Tuesday, June 23, 2009

Remember everything is connected when troubleshooting database issue

Yesterday (Monday) users of a reporting database experienced slowness in extracting data from the database. They indicated that at the speed of current extracting, they would miss the business requirement to deliver the data to executives. I was called to check the database. I noticed their sessions were waiting for "buffer busy wait" event frequently, other than that nothing seemed abnormal in the database. Later, several sessions finished. "Buffer busy wait" become not outstanding. However, one of their major job was still running. Another job errored out with ORA-1555 snapshot too old eventually.
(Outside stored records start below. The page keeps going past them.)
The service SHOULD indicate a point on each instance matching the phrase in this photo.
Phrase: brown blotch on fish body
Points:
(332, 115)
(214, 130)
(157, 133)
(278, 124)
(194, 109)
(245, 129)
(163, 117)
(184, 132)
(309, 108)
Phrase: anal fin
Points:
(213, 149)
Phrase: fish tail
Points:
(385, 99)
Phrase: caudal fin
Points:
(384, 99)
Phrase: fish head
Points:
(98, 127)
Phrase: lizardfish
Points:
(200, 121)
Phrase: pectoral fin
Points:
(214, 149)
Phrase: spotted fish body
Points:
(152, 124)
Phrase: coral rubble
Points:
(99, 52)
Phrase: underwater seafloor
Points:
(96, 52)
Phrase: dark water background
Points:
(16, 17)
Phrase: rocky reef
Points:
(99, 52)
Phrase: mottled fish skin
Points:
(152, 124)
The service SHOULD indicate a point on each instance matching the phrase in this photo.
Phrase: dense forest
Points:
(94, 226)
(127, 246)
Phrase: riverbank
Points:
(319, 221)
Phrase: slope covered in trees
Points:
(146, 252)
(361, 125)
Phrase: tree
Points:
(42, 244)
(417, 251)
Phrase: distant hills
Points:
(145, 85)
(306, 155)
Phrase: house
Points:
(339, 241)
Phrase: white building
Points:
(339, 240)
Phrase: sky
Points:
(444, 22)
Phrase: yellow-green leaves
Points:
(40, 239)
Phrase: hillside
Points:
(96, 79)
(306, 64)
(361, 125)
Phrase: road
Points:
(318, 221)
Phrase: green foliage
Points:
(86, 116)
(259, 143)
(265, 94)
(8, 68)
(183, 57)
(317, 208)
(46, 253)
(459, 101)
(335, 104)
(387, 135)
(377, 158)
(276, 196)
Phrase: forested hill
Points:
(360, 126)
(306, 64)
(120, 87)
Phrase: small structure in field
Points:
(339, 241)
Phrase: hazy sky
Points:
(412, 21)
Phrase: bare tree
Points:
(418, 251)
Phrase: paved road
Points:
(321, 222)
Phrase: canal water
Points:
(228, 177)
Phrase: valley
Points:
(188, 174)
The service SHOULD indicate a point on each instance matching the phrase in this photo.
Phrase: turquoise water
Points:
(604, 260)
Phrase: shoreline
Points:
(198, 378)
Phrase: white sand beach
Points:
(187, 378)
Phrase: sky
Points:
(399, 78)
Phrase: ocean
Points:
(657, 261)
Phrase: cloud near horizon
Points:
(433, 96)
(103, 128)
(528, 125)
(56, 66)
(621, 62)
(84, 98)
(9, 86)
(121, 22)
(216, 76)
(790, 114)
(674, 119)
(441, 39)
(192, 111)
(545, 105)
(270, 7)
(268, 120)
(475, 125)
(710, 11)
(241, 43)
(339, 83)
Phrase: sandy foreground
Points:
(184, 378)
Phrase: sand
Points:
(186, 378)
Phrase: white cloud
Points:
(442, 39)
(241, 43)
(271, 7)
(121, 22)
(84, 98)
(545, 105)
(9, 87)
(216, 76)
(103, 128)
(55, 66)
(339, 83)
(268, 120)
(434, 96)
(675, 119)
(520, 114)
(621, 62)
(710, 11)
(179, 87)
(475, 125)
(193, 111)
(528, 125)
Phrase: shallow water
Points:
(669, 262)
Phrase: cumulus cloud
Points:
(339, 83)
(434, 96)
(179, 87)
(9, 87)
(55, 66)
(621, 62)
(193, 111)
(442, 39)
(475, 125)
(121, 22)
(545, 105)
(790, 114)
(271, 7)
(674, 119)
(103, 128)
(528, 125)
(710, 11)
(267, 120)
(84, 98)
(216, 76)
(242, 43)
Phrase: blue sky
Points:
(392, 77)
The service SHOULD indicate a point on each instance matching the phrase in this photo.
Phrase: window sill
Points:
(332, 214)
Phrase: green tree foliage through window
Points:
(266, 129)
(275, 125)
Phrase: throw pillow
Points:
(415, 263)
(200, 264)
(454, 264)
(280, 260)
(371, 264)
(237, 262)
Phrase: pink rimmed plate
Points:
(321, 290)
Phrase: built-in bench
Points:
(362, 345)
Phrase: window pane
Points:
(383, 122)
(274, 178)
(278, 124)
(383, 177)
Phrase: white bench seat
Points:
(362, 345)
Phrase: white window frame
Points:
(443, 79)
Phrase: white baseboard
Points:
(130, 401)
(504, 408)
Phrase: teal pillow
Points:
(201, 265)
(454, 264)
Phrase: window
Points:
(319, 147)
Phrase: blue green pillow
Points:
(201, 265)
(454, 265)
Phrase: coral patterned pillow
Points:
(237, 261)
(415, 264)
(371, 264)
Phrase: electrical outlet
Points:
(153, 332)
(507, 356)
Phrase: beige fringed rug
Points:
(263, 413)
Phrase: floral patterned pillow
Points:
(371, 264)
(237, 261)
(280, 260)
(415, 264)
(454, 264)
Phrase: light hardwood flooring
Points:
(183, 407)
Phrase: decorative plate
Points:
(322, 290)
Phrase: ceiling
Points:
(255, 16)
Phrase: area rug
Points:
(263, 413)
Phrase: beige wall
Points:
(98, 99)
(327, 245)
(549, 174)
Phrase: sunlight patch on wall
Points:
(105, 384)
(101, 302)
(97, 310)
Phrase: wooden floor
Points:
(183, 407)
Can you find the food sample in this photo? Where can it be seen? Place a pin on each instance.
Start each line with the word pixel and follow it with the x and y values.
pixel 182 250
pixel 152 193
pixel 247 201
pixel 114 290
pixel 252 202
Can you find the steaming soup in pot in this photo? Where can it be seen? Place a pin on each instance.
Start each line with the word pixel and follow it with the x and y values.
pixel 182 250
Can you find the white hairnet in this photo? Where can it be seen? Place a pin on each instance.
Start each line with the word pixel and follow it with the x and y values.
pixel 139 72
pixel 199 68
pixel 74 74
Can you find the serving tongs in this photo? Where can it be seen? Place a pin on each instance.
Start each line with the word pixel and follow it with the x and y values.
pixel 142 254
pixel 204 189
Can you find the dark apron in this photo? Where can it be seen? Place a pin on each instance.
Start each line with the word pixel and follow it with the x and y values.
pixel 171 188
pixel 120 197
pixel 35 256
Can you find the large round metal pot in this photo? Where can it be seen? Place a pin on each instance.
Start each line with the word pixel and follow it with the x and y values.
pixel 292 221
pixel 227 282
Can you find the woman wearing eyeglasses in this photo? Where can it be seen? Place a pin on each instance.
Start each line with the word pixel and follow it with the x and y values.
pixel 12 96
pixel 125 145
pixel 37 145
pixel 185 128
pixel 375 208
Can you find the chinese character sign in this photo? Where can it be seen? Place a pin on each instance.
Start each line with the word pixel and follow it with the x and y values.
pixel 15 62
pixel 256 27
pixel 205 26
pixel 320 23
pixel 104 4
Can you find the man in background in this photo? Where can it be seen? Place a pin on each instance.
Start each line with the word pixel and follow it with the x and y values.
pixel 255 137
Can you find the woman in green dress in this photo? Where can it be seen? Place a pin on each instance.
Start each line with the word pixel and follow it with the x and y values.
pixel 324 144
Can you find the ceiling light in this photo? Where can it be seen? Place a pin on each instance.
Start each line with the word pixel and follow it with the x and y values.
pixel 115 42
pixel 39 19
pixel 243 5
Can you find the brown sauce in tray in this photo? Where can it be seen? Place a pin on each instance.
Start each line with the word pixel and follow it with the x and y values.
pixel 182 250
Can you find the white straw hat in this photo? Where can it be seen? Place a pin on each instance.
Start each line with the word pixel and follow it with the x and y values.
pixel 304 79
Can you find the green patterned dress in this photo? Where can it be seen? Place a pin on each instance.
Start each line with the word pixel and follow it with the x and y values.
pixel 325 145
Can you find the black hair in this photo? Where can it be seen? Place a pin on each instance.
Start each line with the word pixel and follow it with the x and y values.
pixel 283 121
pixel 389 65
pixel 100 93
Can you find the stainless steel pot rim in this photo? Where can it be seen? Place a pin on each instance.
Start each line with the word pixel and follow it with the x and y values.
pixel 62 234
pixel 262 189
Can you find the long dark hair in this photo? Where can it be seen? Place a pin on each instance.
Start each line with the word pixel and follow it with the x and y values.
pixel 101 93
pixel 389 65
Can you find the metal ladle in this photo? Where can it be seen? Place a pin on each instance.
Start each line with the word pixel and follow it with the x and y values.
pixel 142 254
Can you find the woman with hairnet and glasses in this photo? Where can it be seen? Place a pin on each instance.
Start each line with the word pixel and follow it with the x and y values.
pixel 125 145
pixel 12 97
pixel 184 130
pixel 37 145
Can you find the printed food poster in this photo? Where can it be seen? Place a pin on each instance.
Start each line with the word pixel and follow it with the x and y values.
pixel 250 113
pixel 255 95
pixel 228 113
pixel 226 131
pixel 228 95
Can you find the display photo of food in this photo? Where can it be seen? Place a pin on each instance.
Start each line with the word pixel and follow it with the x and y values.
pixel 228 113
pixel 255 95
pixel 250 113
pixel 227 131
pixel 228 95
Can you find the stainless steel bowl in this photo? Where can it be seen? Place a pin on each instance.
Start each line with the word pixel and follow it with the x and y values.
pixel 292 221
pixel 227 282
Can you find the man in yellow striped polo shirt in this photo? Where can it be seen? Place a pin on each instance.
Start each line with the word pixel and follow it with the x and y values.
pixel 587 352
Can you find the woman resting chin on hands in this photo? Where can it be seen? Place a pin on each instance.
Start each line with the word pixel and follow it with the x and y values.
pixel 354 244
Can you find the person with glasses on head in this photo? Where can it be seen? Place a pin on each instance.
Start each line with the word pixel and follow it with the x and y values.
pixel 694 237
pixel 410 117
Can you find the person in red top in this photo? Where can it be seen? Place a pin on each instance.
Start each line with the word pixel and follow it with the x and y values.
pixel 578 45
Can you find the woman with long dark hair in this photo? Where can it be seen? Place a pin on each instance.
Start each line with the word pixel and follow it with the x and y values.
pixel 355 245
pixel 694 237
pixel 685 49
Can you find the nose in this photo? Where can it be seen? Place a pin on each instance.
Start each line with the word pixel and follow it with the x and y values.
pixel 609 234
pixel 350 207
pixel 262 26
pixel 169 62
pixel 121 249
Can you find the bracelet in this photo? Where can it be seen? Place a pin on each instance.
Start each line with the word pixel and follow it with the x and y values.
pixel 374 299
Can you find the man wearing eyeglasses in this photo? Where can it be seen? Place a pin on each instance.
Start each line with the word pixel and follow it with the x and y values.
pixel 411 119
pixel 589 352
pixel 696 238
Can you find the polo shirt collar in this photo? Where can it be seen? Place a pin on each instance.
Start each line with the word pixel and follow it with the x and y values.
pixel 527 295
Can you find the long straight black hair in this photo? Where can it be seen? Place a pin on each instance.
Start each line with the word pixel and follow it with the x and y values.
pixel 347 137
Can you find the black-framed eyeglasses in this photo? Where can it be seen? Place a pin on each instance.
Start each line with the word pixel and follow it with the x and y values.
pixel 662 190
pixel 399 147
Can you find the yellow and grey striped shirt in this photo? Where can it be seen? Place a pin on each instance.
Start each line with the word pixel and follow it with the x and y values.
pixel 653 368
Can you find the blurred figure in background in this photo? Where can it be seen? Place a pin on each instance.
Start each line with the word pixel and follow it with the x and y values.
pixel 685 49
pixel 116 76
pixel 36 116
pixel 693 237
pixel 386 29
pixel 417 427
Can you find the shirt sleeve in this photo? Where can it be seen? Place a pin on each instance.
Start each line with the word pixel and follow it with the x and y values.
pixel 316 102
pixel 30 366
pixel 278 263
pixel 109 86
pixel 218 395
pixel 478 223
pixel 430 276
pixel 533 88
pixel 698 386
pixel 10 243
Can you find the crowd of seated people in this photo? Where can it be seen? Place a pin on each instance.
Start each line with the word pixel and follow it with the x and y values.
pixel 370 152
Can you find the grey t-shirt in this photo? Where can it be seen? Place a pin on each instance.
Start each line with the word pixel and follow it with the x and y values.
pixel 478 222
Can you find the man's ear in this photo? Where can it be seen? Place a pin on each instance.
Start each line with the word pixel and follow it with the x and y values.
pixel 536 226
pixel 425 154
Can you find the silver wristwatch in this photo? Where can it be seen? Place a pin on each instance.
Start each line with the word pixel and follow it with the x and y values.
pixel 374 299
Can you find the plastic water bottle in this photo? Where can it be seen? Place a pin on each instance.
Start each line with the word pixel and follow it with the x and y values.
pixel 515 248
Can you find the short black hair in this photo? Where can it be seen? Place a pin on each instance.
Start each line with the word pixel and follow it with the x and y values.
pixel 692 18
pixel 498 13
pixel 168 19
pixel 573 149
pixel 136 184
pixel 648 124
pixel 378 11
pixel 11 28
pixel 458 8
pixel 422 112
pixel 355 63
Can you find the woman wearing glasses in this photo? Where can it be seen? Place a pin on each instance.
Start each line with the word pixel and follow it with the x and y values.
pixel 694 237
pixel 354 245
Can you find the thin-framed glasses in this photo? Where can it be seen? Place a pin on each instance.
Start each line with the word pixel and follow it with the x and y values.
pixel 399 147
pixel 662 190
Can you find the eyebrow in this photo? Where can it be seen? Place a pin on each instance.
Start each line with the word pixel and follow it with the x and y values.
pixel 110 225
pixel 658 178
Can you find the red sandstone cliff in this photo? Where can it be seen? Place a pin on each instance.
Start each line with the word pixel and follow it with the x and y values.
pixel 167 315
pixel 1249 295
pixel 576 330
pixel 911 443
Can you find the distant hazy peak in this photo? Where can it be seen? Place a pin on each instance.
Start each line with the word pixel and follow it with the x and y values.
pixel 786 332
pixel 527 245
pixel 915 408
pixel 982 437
They noticed the volume of data that they extracted was larger than usual.

Discussing for a while among users and DBAs, finally we realized that this was due to a large scrub that was carried out against the online production database by me per development team's request last Sunday night. Our online production database is replicated to the reporting database. In that scrub, one DATE type column of a table was updated to SYSDATE', whereas the reporting database users extract their data based on the value of that column. This caused the increased volume of data because more records now fall into the range of time that needs to be extracted.

I felt lucky secretly that I was able to provide the log file of that scrub with starting time and ending time information. This is of course not something I should be proud of. We should always have logs as detail as possible of whatever changes we make against a database, right?. The truth is in my current working environment, DBA is always handed over scripts without taking this into consideration. So if DBA does not take extra step to modify the script to generate useful log information , he could be in trouble if something goes wrong. The scrub took more than 8 hours from about 9:30 PM Saturday to 5:40 AM Sunday. So we knew what was the range of values that the DATE column has when it was updated to 'SYSDATE'. The users decided to exclude that range of data as a temporary fix for their Monday's report. Development team was requested to review their scrubs (i.e. Why updating the DATE column? Initial discussion gave me impression that this was not necessary), since we have even larger scrubs yet to complete of this kind.